I made a function which counts how much time I spent on some page and where I came from. I collect all the data and save it into a JSON but when I try to send that JSON via ajax on the success it alerts me with an empty alert box, which means that nothing is being sent. I tried to add async to false because I use the onbeforeunload function but that doesn't work. I tried numberless combinations with AJAX setting but nothing is working.

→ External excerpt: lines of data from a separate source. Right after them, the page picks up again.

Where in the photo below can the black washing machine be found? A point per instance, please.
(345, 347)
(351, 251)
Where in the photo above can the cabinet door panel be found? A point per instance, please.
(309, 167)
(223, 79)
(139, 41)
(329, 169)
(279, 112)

我创建了一个函数来计算我在某个页面上花了多少时间以及我来自哪里。我收集所有数据并将其保存为JSON但是当我尝试通过ajax发送该JSON成功时,它会通过空警报框提醒我,这意味着没有任何内容被发送。我试图将async添加到false,因为我使用onbeforeunload函数,但这不起作用。我尝试了无数组合与AJAX设置,但没有任何工作。
HTML / JS
HTML / JS
(function(){
var time,timeSite,endTime,seconds,testObject,retrievedObject,text;
window.onload=function(){
time= new Date();
}
window.onbeforeunload=function(){
endTime = new Date();
timeSite= time.getTime()-endTime.getTime();
seconds =Math.abs(timeSite/1000);
window.localStorage['seconds']=seconds;
text = 'Visitor accessed site directly.';
if(document.referrer == ''){
var link = text;
} else{
var link = document.referrer;
}
var url = window.location.href;
var main = {
'From': link,
'Current was' : url,
'Time Spent': seconds
}
$.ajax({
type: "POST",
data: {'data': main},
url: "http://localhost:8080/projectFour/test.php", //i use this page only to check if i receive data
contentType:'application/json',
success: function(data) {
alert(data);
},
error: function(xhr, ajaxOptions, thrownError) {
if (xhr.status == 200) {
alert(ajaxOptions);
}
else {
alert(xhr.status);
alert(thrownError);
}
}
});
}
})();
Test.php
<?php
if(isset($_POST['main'])) {
$obj = json_decode($_POST['main']);
//some php operation
echo $obj;
}
?>
1 个解决方案
#1
1
Your test.php is looking for a POST variable called main, but you're sending one called data.
你的test.php正在寻找一个名为main的POST变量,但你要发送一个名为data的变量。
You can change the data part of the ajax call from:
您可以从以下位置更改ajax调用的数据部分:
data: {'data': main}
to
data: {'main': main}
and that should cause it to post the variable with main as the variable name.
这应该使它发布变量与main作为变量名称。
Secondly, when you return the data, it would be better to return it as JSON again, otherwise it might mangle the result a bit.
其次,当您返回数据时,最好再次将其作为JSON返回,否则可能会稍微破坏结果。
Replace
echo $obj;
with
echo json_encode($obj);
And in the ajax replace
并在ajax替换
alert(data);
with
alert(JSON.stringify(data));
That will give you a view of the returned data structure as a string.
这将为您提供作为字符串返回的数据结构的视图。
You should also consider returning something from PHP when the if statement is false, whether that be an error code, or some other response. Sending no response in this case isn't very helpful to the client side, and has hindered your debugging.
当if语句为false时,您还应该考虑从PHP返回一些内容,无论是错误代码还是其他响应。在这种情况下不发送响应对客户端没有太大帮助,并阻碍了您的调试。
#1
1
Your test.php is looking for a POST variable called main, but you're sending one called data.
你的test.php正在寻找一个名为main的POST变量,但你要发送一个名为data的变量。
You can change the data part of the ajax call from:
您可以从以下位置更改ajax调用的数据部分:
data: {'data': main}
to
data: {'main': main}
and that should cause it to post the variable with main as the variable name.
这应该使它发布变量与main作为变量名称。
Secondly, when you return the data, it would be better to return it as JSON again, otherwise it might mangle the result a bit.
其次,当您返回数据时,最好再次将其作为JSON返回,否则可能会稍微破坏结果。
Replace
echo $obj;
with
echo json_encode($obj);
And in the ajax replace
并在ajax替换
alert(data);
with
alert(JSON.stringify(data));
That will give you a view of the returned data structure as a string.
这将为您提供作为字符串返回的数据结构的视图。
You should also consider returning something from PHP when the if statement is false, whether that be an error code, or some other response. Sending no response in this case isn't very helpful to the client side, and has hindered your debugging.
当if语句为false时,您还应该考虑从PHP返回一些内容,无论是错误代码还是其他响应。在这种情况下不发送响应对客户端没有太大帮助,并阻碍了您的调试。